You are viewing a plain text version of this content. The canonical link for it is here.
Posted to users@kafka.apache.org by Richard Rodseth <rr...@gmail.com> on 2018/02/02 19:27:56 UTC

Usual remedy for "Under Replicated" and "Offline Partitions"

We have a DataDog integration showing some metrics, and for one of our
clusters the above two
values are > 0 and highlighted in red.

What's the usual remedy (Confluient Platform, OSS version) ?

Thanks

Re: Usual remedy for "Under Replicated" and "Offline Partitions"

Posted by Richard Rodseth <rr...@gmail.com>.
Thanks Jeff!

On Fri, Feb 2, 2018 at 11:58 AM, Jeff Widman <je...@jeffwidman.com> wrote:

> This means either the brokers are not healthy (bad hardware) or that the
> replication fetchers can't keep up with the rate of incoming messages.
>
> If the latter, you need to figure out where the latency bottleneck is and
> what your latency SLAs are.
>
> Common sources of latency bottlenecks:
>  - network has slow roundtrip speeds: Increase network speed, or increase
> bytes per trip, or increase number of simultaneous fetchers, or increase
> the timeout so that the broker has time to fill all the bytes in the fetch
> request...
>  - broker slow disk I/O: increase disk speed, or increase linux page cache
> size
>
> There are JMX metrics that help disambiguate whether the problem is disk vs
> network... unfortunately the Datadog check is lacking many of these,
> something that I've had on my todo list to patch as we also use Datadog at
> my day job.
>
> One other possible problem is when you have a combination of a lot of
> low-volume partitions being replicated in each call along with a couple of
> high-volume partitions... then the broker can take a long time assembling
> the responses because it has to look at each partition, which might add
> only 1 KB, so it takes a long time to hit the 1MB bytes partition... so it
> hits the timeout first. Then it sends a small response, even though you've
> got a handful of partitions that are really hot and will soon be marked as
> not being in sync.
>
> I know this doesn't provide full details, but hopefully it's enough to get
> you pointed in the right direction...
>
> Cheers,
> Jeff
>
>
>
> On Fri, Feb 2, 2018 at 11:27 AM, Richard Rodseth <rr...@gmail.com>
> wrote:
>
> > We have a DataDog integration showing some metrics, and for one of our
> > clusters the above two
> > values are > 0 and highlighted in red.
> >
> > What's the usual remedy (Confluient Platform, OSS version) ?
> >
> > Thanks
> >
>
>
>
> --
>
> *Jeff Widman*
> jeffwidman.com <http://www.jeffwidman.com/> | 740-WIDMAN-J (943-6265)
> <><
>

Re: Usual remedy for "Under Replicated" and "Offline Partitions"

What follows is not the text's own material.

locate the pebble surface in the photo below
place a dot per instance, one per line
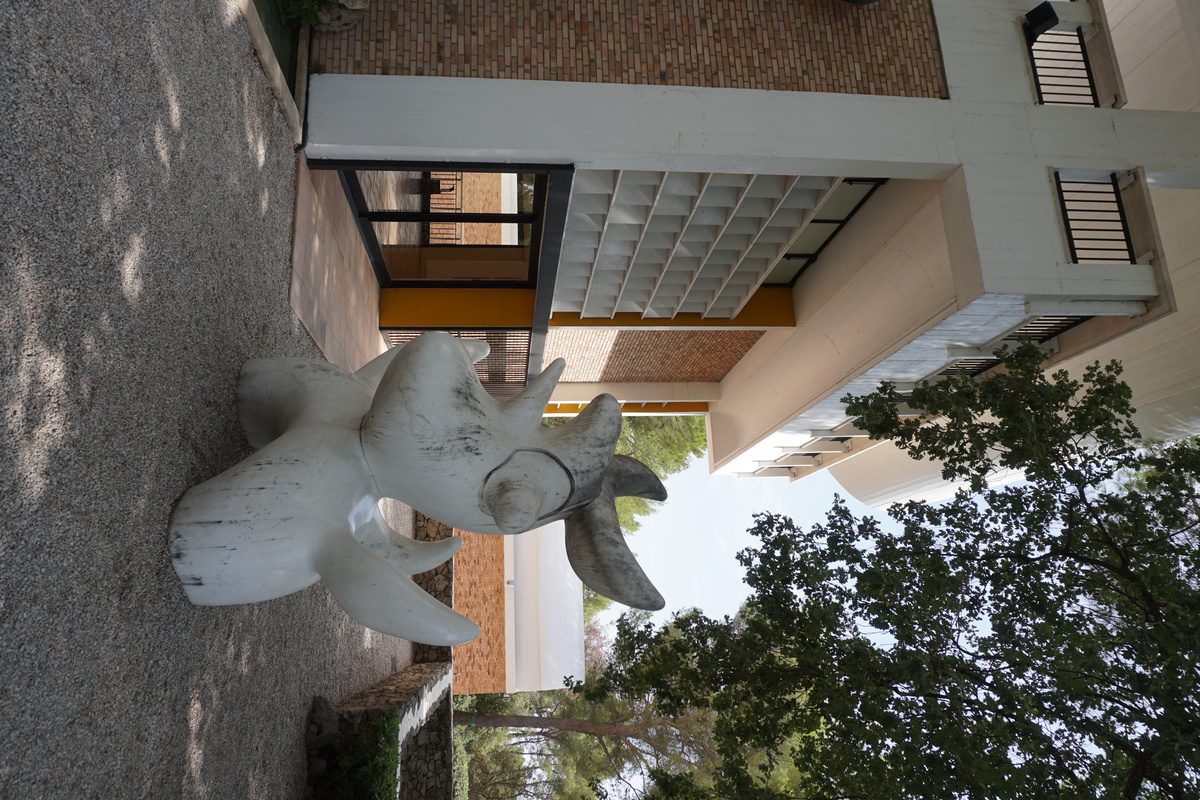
(147, 179)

Posted by Jeff Widman <je...@jeffwidman.com>.
This means either the brokers are not healthy (bad hardware) or that the
replication fetchers can't keep up with the rate of incoming messages.

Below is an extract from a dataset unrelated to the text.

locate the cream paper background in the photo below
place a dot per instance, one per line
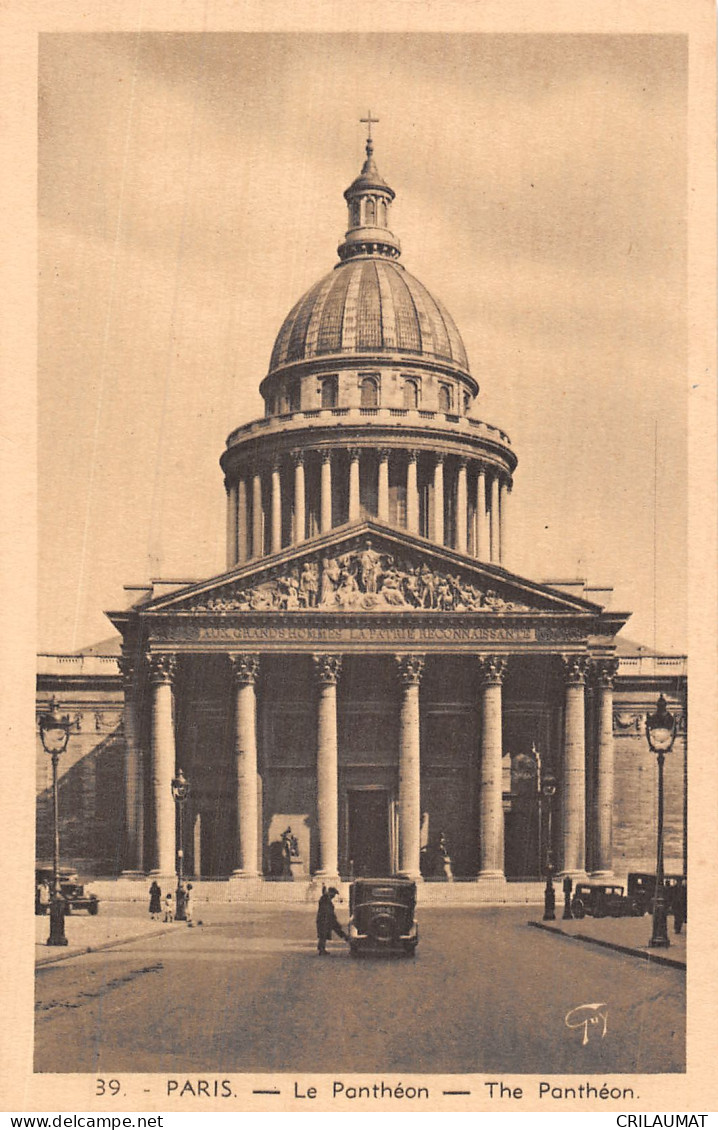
(24, 540)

If the latter, you need to figure out where the latency bottleneck is and
what your latency SLAs are.

Common sources of latency bottlenecks:
 - network has slow roundtrip speeds: Increase network speed, or increase
bytes per trip, or increase number of simultaneous fetchers, or increase
the timeout so that the broker has time to fill all the bytes in the fetch
request...
 - broker slow disk I/O: increase disk speed, or increase linux page cache
size

There are JMX metrics that help disambiguate whether the problem is disk vs
network... unfortunately the Datadog check is lacking many of these,
something that I've had on my todo list to patch as we also use Datadog at
my day job.

One other possible problem is when you have a combination of a lot of
low-volume partitions being replicated in each call along with a couple of
high-volume partitions... then the broker can take a long time assembling
the responses because it has to look at each partition, which might add
only 1 KB, so it takes a long time to hit the 1MB bytes partition... so it
hits the timeout first. Then it sends a small response, even though you've
got a handful of partitions that are really hot and will soon be marked as
not being in sync.

I know this doesn't provide full details, but hopefully it's enough to get
you pointed in the right direction...

Cheers,
Jeff



On Fri, Feb 2, 2018 at 11:27 AM, Richard Rodseth <rr...@gmail.com> wrote:

> We have a DataDog integration showing some metrics, and for one of our
> clusters the above two
> values are > 0 and highlighted in red.
>
> What's the usual remedy (Confluient Platform, OSS version) ?
>
> Thanks
>



-- 

*Jeff Widman*
jeffwidman.com <http://www.jeffwidman.com/> | 740-WIDMAN-J (943-6265)
<><